Open up on billing
From assessing newborns to monitoring seniors with complex conditions, Ontario’s doctors provide an incredible range of vital services. And collectively they bill OHIP billions each year for those services.
But the Ontario Medical Association thinks the details of those payments — specifically who Ontario’s highest billing doctors are — is information the public just can’t handle.
So much so that it is continuing its misguided fight against public disclosure, ordered by the provincial information and privacy commissioner and two Ontario courts, all the way to the Supreme Court of Canada. There’s little sense in this, as many doctors are now saying. This all stems from a Toronto Star freedom-of-information request for Ontario’s 100 top-billing doctors in 2014. The OMA has fought, and lost, at every step so far to keep that information from coming to light.
The association argues that physican billing is protected private information, and reporting it “without context provides an incomplete and sometimes misleading picture of Ontario’s physician pay structure.”
On the first point, the courts have repeatedly ruled the public’s right to know how substantial government funds are spent trumps privacy. And the second is simply nonsensical.
Ontarians are perfectly capable of understanding that doctors are essentially small business owners and a good chunk of what they bill OHIP — about 30 per cent on average, according to the OMA — goes to pay staff and office costs.
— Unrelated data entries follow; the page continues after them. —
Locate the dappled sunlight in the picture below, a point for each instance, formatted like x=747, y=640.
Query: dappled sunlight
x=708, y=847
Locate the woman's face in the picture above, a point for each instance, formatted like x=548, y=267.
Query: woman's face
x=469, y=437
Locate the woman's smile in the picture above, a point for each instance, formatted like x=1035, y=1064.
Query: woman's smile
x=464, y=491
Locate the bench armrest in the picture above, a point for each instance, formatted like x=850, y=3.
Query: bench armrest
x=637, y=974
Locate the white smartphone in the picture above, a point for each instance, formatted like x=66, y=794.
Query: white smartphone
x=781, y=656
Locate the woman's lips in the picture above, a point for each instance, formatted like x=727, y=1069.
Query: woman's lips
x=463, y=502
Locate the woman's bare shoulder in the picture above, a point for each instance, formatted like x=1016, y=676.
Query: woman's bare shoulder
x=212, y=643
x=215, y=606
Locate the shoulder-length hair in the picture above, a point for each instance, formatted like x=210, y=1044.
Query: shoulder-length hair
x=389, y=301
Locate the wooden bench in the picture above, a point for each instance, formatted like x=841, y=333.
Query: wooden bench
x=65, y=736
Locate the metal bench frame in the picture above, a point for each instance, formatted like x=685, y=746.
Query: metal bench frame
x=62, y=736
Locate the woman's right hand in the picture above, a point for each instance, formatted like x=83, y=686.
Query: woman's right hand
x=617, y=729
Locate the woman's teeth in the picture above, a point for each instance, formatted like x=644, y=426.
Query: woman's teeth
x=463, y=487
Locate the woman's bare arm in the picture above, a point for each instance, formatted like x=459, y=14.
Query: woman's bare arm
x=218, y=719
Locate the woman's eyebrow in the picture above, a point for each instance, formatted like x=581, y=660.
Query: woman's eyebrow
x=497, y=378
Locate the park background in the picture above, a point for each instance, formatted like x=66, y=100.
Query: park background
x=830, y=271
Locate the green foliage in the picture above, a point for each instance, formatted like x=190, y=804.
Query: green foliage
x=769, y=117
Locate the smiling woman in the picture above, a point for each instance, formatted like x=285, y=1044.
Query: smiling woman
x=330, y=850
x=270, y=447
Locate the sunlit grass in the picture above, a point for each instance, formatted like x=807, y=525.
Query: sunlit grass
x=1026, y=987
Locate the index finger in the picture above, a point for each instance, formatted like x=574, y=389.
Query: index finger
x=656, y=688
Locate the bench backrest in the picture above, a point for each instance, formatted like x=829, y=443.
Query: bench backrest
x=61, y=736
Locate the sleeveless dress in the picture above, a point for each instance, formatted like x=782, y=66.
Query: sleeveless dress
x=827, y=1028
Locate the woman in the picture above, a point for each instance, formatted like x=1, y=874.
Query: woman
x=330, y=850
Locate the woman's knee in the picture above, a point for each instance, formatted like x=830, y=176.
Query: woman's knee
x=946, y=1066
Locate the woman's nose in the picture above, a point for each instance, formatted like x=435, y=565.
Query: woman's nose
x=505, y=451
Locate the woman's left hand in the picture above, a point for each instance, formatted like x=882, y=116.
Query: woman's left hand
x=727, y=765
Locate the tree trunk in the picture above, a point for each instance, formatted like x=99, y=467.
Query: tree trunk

That’s a simple piece of context that B.C. (which, along with Manitoba and New Brunswick, already publishes all physician billings) manages with an explanatory paragraph.
Beyond that, some doctors have compellingly argued that more transparency around OHIP billing would help start a discussion around pay gaps between specialities and whether change is needed. Doctors in ophthalmology, cardiology and radiology are among the highest billers, while geriatricians, psychiatrists and family doctors are among the lowest.
Revealing what doctors receive from OHIP would provide much-needed transparency that could ultimately help build a stronger health-care system for doctors and patients alike.